La sombra del futuro que le esperaba pasó por la cara de la mujer.

—Oh, no —dijo. Ya era libre. Le estaba advirtiendo que no podría sacar ventaja de su dolor.

—¿Esta tarde? —insistió él, e intentó tomarle la mano; pero ella la retiró.

Y entonces, para su enorme desconcierto, ella comenzó a evadirlo. Se puso a empacar. Metió como pudo algunas prendas en la valija. Después fue al baño y en el ínterin llegó el botones con las dos valijas del editor.

—Espere —dijo el editor.

Ella salió del baño, muy pálida, y terminó de guardar en la valija las pocas cosas que todavía quedaban afuera.

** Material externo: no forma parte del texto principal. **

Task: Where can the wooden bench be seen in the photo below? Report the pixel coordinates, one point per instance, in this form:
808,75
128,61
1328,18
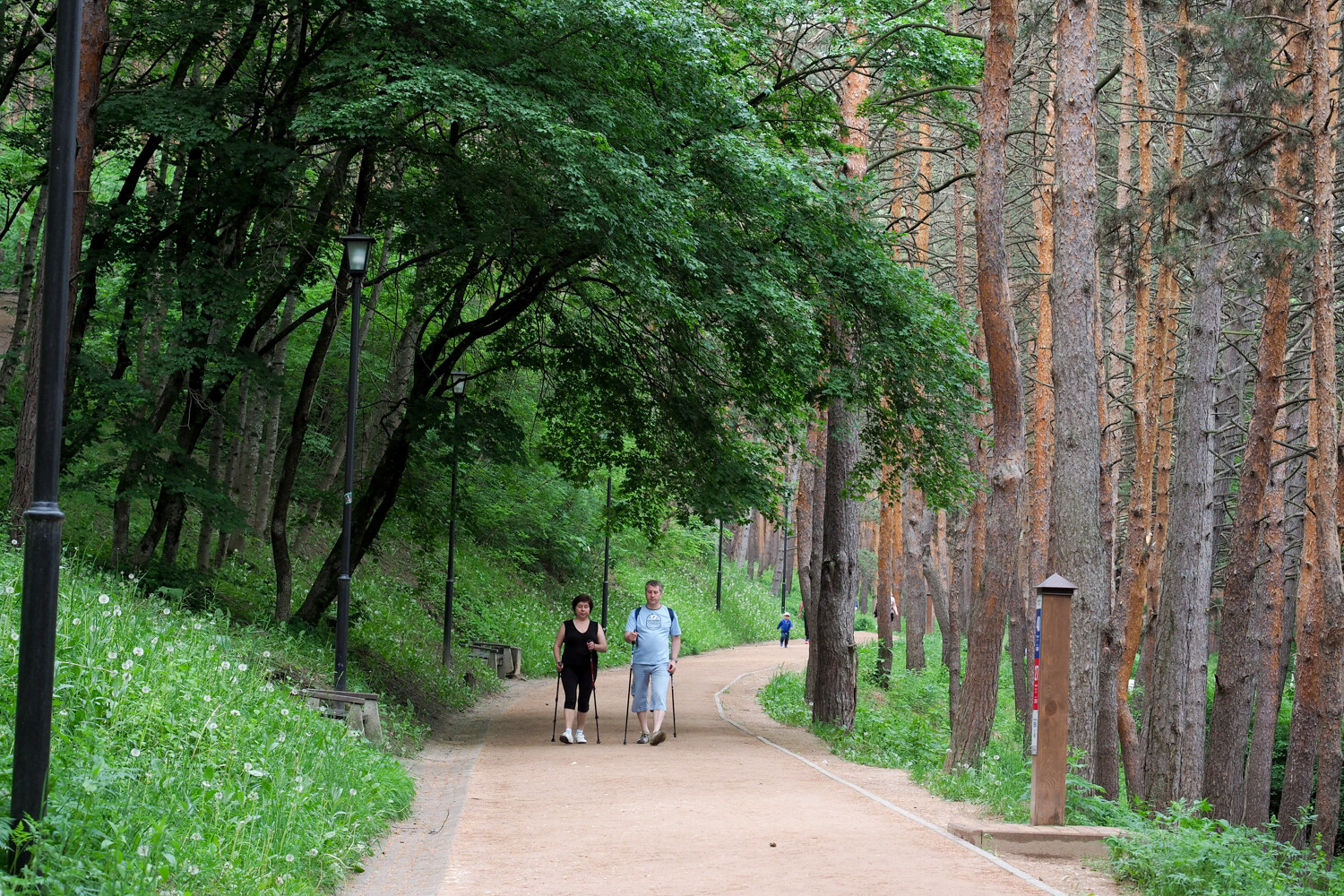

—Le pedí al botones que esperara —dijo el editor.

El beso, el cabello dorado, el calor de su cabeza hacían volar su mente.

—No quiero que se vaya así —dijo el editor.

—Ya escuché lo que le dijo al botones —dijo ella, cerrando apresuradamente la valija—. Adiós. Y gracias. Me ha salvado de algo espantoso.

El editor no pudo moverse cuando la vio partir. No podía creer que se había marchado. Aún sentía el rastro de su perfume en el aire y se dejó caer en una silla, exhausto, pero debatiendo con su conciencia. ¿Por qué le habría dicho ella que sólo se amaba a sí mismo? ¿Qué otra cosa podría haber hecho? Ojalá hubiera alguien allí a quien pudiera explicarle, alguien a quien preguntarle. Se sentía solo, algo casi inaudito en su vida. Fue hasta la ventana para mirar a la gente que pasaba por la calle. Después miró la cama y lo que pensó lo dejó perplejo: “Nunca en mi vida tuve una aventura”. Salió corriendo de la habitación y fue directo al mostrador de recepción. ¿Ella todavía estaba en el hotel?

—No —dijo el conserje—. La señora Drood se fue en un taxi.

—Le pregunté por la señorita Mendoza.

—No tenemos ningún huésped registrado bajo ese nombre.

—Qué raro —mintió el editor—. Tenía que encontrarse aquí conmigo.

—Tal vez esté en el Hofgarten, pertenece a la misma empresa.

Pasó una hora entera en el teléfono, llamando a todos los hoteles. Fue en taxi a la estación de ferrocarril, después intentó con las aerolíneas hasta que luego, al caer la tarde, fue al aeropuerto. Sabía que no había esperanzas. “Yo también debo estar loco”, pensó. Miraba a todas las mujeres de cabello rubio que se cruzaban en su camino: la ciudad estaba llena de mujeres así. Con el ruidoso correr de la tarde cejó en su búsqueda. Le gustaba hablar de sí mismo y de sus cosas, pero nunca podría describir a nadie cómo había sido aquel día. No se atrevía a volver a su habitación; se sentó en el vestíbulo a leer el diario, luchando consigo mismo y mirando a todas las mujeres que pasaban. No pudo comer y ni siquiera beber y fue caminando hasta el lugar de la conferencia con la esperanza de encontrarla. Una o dos veces tuvo la impresión, que le provocó una risa amarga, de que recién había pasado por allí, dejando sus huellas casi imperceptibles en el pavimento. Lo más extraordinario de todo era que ella encarnaba exactamente la clase de mujer que él no podía ver ni pintada: cuadrada, retacona, fea. Debía ser horrible sin ropa. Intentó exorcizarla con imágenes obscenas. Pero las imágenes se disiparon para dar paso a una visión transformada, idealizada de ella. Empezó a verla alta y morena, o joven y rubia; sus ojos cambiaban de color, su cuerpo tenía curvas voluptuosas, o era atlético y delgado. Sentado en el escenario donde debía dar la conferencia, mientras escuchaba el discurso de presentación ponía caras que asombraban al público por su mecánico despliegue de ansiedad seguida de desprecio. Su mirada iba sistemáticamente de una hilera de asientos a otra, buscándola. Se puso de pie para hablar.

—Damas y caballeros —empezó. Estaba persuadido de que sería la mejor conferencia de su vida. Lo fue. Apremiante, cautivante, angustiante, elocuente. Le estaba pidiendo que regresara.

Y entonces, después de un farragoso debate que prácticamente no escuchó, volvió al hotel. Ahora tendría que enfrentar la burla de la habitación. Entró y efectivamente así fue. La mucama había vuelto a tender la cama y sobre el cobertor yacía la muñeca, las piernas prolijamente juntas, mirándolo con sus ridículos ojos azules. Le pareció que parpadeaban. Se había olvidado de llevársela. Había dejado atrás su infancia.